How many questions are on the CBDT exam and how long is it?

The CBDT exam has 150 multiple-choice questions, of which 125 are scored and 25 are unscored pretest items; 25 of the scored items are case-based. Candidates have three and a half hours to finish the closed-book exam.

How is the CBDT exam scored and what is the passing score?

Scoring is pass/fail based on a scaled cut score set by a periodic ISCD/PSI Cut Score Study, so there is no fixed published percentage. Wrong answers are not penalized, so candidates should answer every question.

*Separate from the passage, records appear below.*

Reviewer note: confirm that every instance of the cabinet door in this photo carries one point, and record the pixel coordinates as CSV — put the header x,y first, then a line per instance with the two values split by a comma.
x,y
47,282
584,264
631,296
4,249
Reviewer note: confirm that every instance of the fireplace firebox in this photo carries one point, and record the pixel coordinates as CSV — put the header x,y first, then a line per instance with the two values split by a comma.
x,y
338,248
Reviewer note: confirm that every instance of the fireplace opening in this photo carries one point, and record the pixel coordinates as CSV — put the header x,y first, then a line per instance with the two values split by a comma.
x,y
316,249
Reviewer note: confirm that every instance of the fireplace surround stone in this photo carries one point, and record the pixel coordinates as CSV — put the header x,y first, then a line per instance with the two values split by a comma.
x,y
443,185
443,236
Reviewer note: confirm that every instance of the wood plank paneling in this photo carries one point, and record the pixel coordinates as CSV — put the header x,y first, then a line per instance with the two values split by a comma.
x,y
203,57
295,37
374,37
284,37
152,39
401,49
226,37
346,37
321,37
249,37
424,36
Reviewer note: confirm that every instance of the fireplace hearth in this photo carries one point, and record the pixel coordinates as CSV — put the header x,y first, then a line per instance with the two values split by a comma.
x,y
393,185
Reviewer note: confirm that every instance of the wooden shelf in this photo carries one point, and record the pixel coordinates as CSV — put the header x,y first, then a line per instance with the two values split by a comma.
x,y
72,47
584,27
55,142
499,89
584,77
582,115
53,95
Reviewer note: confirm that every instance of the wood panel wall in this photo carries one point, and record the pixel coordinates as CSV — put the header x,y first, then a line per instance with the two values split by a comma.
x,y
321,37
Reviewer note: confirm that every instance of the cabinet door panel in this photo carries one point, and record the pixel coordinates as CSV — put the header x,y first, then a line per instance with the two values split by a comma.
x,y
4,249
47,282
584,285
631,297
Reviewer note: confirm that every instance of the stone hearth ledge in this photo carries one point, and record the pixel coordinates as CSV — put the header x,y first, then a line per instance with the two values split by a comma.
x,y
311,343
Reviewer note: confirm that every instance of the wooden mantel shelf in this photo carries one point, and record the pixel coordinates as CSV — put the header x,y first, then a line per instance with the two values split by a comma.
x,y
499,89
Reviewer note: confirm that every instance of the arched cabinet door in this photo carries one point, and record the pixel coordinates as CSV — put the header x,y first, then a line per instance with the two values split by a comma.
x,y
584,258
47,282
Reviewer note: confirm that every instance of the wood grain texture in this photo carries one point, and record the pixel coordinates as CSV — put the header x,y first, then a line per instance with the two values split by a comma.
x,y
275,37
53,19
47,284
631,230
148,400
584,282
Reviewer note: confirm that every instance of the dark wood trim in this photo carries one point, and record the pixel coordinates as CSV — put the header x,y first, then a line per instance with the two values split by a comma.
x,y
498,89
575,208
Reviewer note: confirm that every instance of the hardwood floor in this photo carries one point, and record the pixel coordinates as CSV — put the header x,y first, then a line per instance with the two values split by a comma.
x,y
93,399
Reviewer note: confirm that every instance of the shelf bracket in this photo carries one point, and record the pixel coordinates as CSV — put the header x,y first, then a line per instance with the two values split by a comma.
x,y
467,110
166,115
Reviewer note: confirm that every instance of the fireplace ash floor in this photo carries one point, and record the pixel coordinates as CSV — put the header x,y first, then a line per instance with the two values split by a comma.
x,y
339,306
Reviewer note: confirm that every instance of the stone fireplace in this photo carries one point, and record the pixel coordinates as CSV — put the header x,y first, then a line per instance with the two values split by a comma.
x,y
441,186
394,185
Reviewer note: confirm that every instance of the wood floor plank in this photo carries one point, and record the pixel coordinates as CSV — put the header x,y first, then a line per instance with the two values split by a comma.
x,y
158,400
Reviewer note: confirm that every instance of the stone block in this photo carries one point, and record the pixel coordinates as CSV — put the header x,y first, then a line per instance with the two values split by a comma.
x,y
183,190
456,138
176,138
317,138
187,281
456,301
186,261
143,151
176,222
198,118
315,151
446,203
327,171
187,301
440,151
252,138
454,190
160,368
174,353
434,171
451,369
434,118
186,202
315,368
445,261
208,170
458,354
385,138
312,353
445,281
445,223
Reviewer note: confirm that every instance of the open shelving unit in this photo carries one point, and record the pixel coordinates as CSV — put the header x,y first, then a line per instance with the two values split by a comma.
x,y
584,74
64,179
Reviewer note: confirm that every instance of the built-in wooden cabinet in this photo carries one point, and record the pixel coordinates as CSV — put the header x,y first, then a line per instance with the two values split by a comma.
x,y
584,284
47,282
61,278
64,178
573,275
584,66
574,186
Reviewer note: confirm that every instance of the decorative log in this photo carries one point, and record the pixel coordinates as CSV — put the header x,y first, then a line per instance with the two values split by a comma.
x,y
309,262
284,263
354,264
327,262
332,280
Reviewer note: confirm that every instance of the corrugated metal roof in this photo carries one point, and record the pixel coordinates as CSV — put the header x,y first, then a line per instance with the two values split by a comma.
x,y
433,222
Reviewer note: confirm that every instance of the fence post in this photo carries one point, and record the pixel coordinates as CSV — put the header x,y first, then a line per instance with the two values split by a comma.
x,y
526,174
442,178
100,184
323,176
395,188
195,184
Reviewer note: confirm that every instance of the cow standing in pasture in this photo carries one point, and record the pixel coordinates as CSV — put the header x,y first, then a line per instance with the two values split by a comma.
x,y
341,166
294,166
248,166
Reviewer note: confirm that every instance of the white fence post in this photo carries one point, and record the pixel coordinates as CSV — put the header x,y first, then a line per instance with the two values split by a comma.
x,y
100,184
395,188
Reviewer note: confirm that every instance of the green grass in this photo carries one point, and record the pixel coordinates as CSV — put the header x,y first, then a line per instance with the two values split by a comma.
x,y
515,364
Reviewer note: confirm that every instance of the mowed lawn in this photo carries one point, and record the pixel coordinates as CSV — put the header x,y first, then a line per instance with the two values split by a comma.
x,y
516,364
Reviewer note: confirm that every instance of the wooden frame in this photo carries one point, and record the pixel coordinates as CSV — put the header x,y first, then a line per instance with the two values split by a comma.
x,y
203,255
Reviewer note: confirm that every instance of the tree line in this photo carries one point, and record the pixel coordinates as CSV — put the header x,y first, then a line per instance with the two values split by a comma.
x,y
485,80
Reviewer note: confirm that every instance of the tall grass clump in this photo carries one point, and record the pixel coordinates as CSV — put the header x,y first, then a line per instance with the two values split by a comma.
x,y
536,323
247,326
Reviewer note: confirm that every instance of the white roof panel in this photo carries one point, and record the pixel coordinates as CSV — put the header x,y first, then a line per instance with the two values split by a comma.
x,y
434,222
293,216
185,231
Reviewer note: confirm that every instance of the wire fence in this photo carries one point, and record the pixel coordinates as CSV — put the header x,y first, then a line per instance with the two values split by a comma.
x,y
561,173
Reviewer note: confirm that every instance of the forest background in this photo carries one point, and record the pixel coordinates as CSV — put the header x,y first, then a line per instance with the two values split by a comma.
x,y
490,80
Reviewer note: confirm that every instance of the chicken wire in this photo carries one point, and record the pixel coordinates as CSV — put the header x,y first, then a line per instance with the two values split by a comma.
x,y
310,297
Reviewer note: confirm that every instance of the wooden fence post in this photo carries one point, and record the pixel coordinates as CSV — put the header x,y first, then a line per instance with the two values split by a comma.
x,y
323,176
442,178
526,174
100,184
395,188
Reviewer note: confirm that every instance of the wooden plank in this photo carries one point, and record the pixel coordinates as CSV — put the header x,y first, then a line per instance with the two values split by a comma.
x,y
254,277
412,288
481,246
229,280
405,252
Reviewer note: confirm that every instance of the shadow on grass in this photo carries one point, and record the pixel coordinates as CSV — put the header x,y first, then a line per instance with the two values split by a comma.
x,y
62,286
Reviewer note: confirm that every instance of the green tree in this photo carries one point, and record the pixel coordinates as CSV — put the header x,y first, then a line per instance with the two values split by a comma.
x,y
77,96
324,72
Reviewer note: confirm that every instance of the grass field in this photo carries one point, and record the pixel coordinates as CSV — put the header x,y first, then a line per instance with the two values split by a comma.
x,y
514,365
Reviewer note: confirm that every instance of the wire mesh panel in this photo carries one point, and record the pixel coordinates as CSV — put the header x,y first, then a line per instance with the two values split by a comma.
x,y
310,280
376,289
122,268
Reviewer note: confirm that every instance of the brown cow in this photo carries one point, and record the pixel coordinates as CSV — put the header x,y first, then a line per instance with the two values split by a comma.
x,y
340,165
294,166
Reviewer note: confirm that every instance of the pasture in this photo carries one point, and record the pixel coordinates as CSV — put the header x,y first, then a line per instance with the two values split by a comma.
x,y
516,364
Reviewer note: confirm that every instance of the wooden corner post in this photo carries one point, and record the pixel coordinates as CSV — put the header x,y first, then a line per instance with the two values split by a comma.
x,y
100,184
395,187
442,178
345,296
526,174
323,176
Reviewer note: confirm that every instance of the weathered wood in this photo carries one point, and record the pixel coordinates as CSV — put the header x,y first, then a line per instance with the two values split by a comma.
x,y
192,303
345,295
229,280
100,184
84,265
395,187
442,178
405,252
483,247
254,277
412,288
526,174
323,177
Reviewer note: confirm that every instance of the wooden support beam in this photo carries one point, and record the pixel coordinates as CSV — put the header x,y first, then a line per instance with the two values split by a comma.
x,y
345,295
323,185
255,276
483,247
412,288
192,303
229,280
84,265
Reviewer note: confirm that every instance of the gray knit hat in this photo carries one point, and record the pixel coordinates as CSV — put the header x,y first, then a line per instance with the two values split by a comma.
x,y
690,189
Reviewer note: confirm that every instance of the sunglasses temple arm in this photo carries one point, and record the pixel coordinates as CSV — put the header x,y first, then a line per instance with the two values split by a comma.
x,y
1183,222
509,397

How much does the CBDT exam cost?

The exam fee is $375 USD for ISCD Professional or Full Members and $525 USD for community members or non-members. Re-test fees are $200 for members and $300 for non-members.

What are the eligibility requirements for the CBDT?

Candidates must meet one of three pathways: already hold a CBDT, CDT or ARRT(BD) in good standing; hold an allied-health degree plus 3 months of DXA experience and 100 central scans at two sites; or document 12 CME/Category A skeletal-health credits plus that same experience.

How long is the CBDT certification valid?

The CBDT is a five-year certification maintained through ISCD's Maintenance of Certification program, which requires continuing education in musculoskeletal health from at least two sources over the cycle.